Esa opinión compartió tarima con los artistas del concierto en Cúcuta el viernes pasado, quienes, uno a uno, cantaron dos o tres éxitos y lanzaron proclamas contra la dictadura o en pro de la libertad, ninguna especialmente incisiva. En el imaginario de hoy, los dictadores son como el ‘coco’ de la infancia o los villanos de las películas: químicamente malos, malos por definición. No se compromete demasiado quien los repudia.
Pero la villanía de Maduro es apenas un elemento en la ruina venezolana, no su causa. Maduro es tan solo el administrador del naufragio. Y, aunque es un administrador particularmente zafio e incapaz, si se hubiera colocado en su lugar al más hábil e inteligente de los venezolanos, tampoco se habría evitado el hundimiento. Pues lo que ocurre en Venezuela no es culpa de un hombre, sino de una idea. De una de las peores que se han ensayado.
Quienes se resisten a aceptar este enésimo fracaso del socialismo dicen que no fue esa ideología lo que descompuso a Venezuela, sino su dependencia del petróleo. Omiten que, con el petróleo a más de cien dólares el barril, ya había filas para comprar pan. Y que otros petro-Estados, como Arabia Saudita, Nigeria o Kuwait, no colapsaron cuando el precio del crudo cayó.

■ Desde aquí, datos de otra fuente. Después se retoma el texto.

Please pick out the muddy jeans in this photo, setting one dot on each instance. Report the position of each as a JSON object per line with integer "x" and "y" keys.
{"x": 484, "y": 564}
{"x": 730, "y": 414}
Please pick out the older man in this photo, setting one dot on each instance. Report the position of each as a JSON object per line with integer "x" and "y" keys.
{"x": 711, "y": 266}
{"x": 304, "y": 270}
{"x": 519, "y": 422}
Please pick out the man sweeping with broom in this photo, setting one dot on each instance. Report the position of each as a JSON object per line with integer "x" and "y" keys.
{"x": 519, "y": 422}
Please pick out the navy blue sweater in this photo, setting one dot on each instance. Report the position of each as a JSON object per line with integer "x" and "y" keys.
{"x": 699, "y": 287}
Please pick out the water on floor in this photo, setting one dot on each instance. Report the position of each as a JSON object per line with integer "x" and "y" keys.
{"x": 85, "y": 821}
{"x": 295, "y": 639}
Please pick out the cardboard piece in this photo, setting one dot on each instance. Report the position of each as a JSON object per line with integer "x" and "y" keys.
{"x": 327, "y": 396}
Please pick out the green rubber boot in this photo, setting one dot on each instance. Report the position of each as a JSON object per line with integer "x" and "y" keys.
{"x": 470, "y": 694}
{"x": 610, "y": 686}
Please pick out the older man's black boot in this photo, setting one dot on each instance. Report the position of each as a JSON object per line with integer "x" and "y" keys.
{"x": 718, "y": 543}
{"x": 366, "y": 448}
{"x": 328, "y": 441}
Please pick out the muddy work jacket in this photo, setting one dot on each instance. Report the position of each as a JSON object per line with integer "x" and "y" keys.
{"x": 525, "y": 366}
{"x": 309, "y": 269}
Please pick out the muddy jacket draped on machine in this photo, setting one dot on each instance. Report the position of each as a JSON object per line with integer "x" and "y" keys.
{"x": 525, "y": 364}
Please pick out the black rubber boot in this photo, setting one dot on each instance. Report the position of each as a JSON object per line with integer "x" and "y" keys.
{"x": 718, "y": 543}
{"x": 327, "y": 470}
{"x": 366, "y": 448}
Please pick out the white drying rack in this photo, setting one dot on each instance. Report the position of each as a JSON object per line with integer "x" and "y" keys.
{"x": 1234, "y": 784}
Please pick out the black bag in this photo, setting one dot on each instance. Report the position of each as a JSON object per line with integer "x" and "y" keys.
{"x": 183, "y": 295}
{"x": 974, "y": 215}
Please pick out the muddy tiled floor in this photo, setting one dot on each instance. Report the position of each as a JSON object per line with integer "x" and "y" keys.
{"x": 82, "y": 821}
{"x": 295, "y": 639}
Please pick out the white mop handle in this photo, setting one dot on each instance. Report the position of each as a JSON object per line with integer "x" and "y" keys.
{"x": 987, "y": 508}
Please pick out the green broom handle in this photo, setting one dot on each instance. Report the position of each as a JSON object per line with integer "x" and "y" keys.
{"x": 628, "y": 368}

Añaden que en Venezuela no hay socialismo de verdad, pues aún se permite hacer negocios y poseer bienes. Es cierto, pero de nada sirven esos “derechos” sin mercado libre y estabilidad jurídica. Nadie invierte su dinero en un país en el que un chafarote jubiloso anuncia expropiaciones por televisión. O en el que leyes insensatas desquician el único mecanismo conocido para coordinar eficientemente una economía, que son los precios. No hace falta pleno socialismo para ulcerar una nación, con untarle un poco basta.

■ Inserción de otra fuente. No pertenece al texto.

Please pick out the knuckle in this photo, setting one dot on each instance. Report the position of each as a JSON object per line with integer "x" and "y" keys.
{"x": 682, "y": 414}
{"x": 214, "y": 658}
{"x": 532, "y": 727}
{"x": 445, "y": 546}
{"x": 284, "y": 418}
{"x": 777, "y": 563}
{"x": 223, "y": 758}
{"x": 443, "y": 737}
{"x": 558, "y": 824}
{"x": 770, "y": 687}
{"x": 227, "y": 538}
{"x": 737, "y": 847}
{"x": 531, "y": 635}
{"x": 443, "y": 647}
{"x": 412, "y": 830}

Sé que para muchos es evidente todo esto, y les parece increíble que haya que explicarlo. Y sí, es increíble, pero, lamentablemente, necesario. Sobre todo ahora que el mundo vive un reenamoramiento con las ideas socialistas, en particular entre los jóvenes. Una encuesta del año pasado en EE. UU. halló que los votantes del Partido Demócrata tienen por primera vez mejor opinión del socialismo que del capitalismo. No conozco un estudio similar en Colombia, pero ocho millones de personas votaron en las últimas presidenciales por un proyecto político apoyado por partidos afiliados al Foro de São Paulo; que exige diálogo con el déspota de Maduro, sabiendo que lo usará para recuperar oxígeno, pero pregona ‘resistencia’ contra el democráticamente electo Duque; y cuyo líder tomó distancia del chavismo solo cuando ya era políticamente inconveniente no hacerlo.

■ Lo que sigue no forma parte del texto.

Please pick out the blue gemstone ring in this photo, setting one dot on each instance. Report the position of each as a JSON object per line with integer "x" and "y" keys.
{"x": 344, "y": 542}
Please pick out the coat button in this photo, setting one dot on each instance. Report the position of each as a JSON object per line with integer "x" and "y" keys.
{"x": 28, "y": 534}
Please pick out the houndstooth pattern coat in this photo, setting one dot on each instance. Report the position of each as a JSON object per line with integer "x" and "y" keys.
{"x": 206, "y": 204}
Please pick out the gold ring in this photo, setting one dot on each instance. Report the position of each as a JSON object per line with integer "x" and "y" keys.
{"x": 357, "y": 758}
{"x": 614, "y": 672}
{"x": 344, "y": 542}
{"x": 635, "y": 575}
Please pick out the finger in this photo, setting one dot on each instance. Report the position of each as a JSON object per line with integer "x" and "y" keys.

No fue el petróleo lo que partió a Venezuela, ni los malos manejos ni tampoco la corrupción, que existe en todas partes y no por eso perecen los países. Esas cosas tan solo ahondaron la debacle. Tampoco fue la tiranía. La tiranía es una característica necesaria de los regímenes socialistas, que son tan adversos a la naturaleza humana que solo por la fuerza pueden perdurar. No, no fue Maduro quien partió a Venezuela.
Fue el chavismo o, más exactamente, lo que hay de socialismo en el chavismo.